Not impossible. A few years ago, one report found that Facebook would need to double the number of moderators, expand fact-checking, and take a few other actions. Facebook won't do it because they'd have to divert a small portion of their $39 billion in yearly net income toward that goal.
https://static1.squarespace.com/static/5b6df958f8370af3217d4...
- Moderation is a 'cost center', which is MBAspeak for "thing that doesn't provide immediate returns disproportional to investment". For context, so is engineering (us). So instead of paying a reasonable amount to hire moderators, Facebook and other platforms will spend as little as possible and barely do anything. This mentality tends to be enforced early on in the growth phase where users are being added way faster than you can afford to add moderators, but remains even after sustainable revenues have been discovered and you have plenty of money to hire people with.

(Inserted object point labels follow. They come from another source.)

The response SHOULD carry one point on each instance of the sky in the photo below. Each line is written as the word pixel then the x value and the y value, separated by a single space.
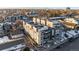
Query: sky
pixel 39 3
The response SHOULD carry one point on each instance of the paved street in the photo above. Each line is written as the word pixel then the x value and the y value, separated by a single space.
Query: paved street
pixel 10 44
pixel 70 46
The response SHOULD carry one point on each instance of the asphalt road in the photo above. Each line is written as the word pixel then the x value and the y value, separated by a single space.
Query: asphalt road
pixel 10 44
pixel 69 46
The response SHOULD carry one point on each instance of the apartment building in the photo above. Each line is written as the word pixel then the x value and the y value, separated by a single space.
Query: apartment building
pixel 40 33
pixel 43 21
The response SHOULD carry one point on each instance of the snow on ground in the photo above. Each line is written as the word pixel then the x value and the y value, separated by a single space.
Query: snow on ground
pixel 4 39
pixel 16 47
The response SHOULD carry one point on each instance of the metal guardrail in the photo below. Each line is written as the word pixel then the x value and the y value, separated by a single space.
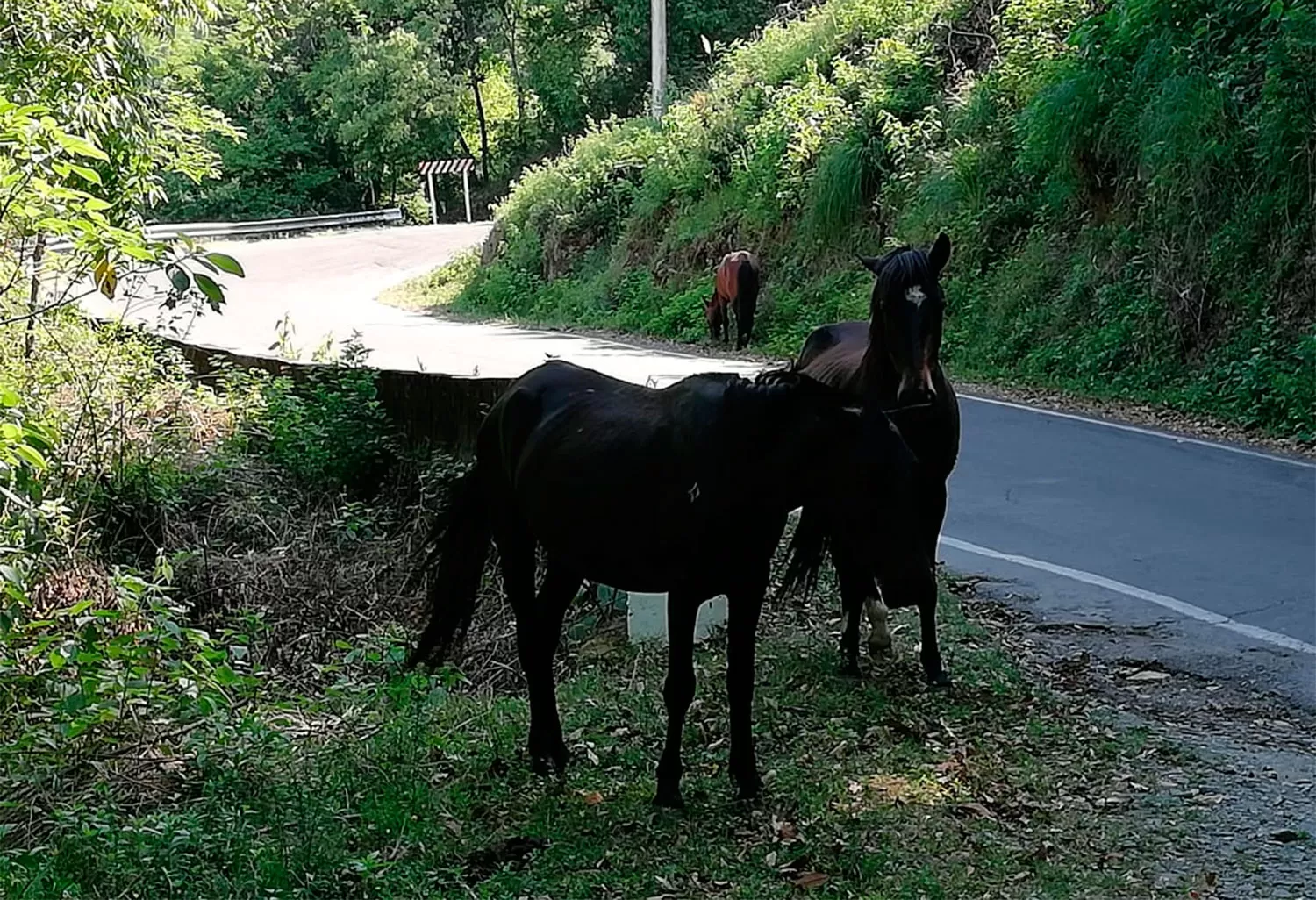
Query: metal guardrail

- Certain types of against-the-rules posts provide a benefit to the platform hosting them. Copyright infringement is an obvious example, but that has liability associated to it, so platforms will at least pretend to care. More subtle would be things like outrage bait and political misinformation. You can hook people for life with that shit. Why would you pay money to hire people to punish your best posters?
That last one dovetails with certain calls for "free speech" online. The thing is, while all the content people want removed is harmful to users, some of it is actually beneficial to the platform. Any institutional support for freedom of speech by social media companies is motivated not by a high-minded support for liberal values, but by the fact that it's an excuse to cut moderation budgets and publish more lurid garbage.
When attacks can be automated, but moderation can't be, it is impossible to win against bad actors no matter how much you fund the moderation team.
For example, there are certain words which are highly offensive in some regions, but completely fine in others. Some pictures and imagery which are banned or seen as offensive in some places but not others, and other such differences.
There's also often a lot of subculture specific terminology that might come across as offensive to those outside said culture if they don't know the context or situation too. We've seen that with certain tech related terms in the past.
Political misinformation and outrage bait is similarly not always simple to classify. Is content from a satire site that too many people take as real 'misleading'? I know there have been problems with things like The Onion, the Babylon Bee, Hard Drive, etc where people took their stories at face value. It also often falls into 'things the government/those in power don't want others questioning' too, especially when it comes to certain political events and controversies.
Let's not even get into talking about conflicts of interest and scenarios where business value and fairness clash, like when certain political figures say things that would probably get any other account suspended. What if the US president, UK prime minister, president of the EU or some country leader promotes information that's abusive, misleading or dangerous? Twitter had to deal with that problem back in 2016, and just ended up pretending he didn't exist until his term in office was over.
And then there's just context. Is an insulting message aimed at someone an attack by a rival or bully or troll? Or banter from one of their friends, like how many friend groups and families can make friendly jokes at each other's expense? On smaller communities this isn't much of a problem since the people there know each well enough to tell the difference between personal attacks and jokes, but is that going to be the case with a moderator here?
So moderation gets kinda tricky due to all the context needed to know whether a message is abusive or not. A well moderated large platform probably needs people in a variety of locations, from a variety of backgrounds, with some sort of way of getting a group consensus if any staff member is unsure.
Of course the other incentives you point out don't help much either. Google and co want to automate everything, so the idea of using humans to tell the difference between quality and spam/abuse is never even considered by them. Some things like outrage bait are definitely supported by the platforms for their addictiveness, and then we get situations where the owners themselves are horribly biased/trolls/whatever and are happy to allow abuse so long as its from 'their team'.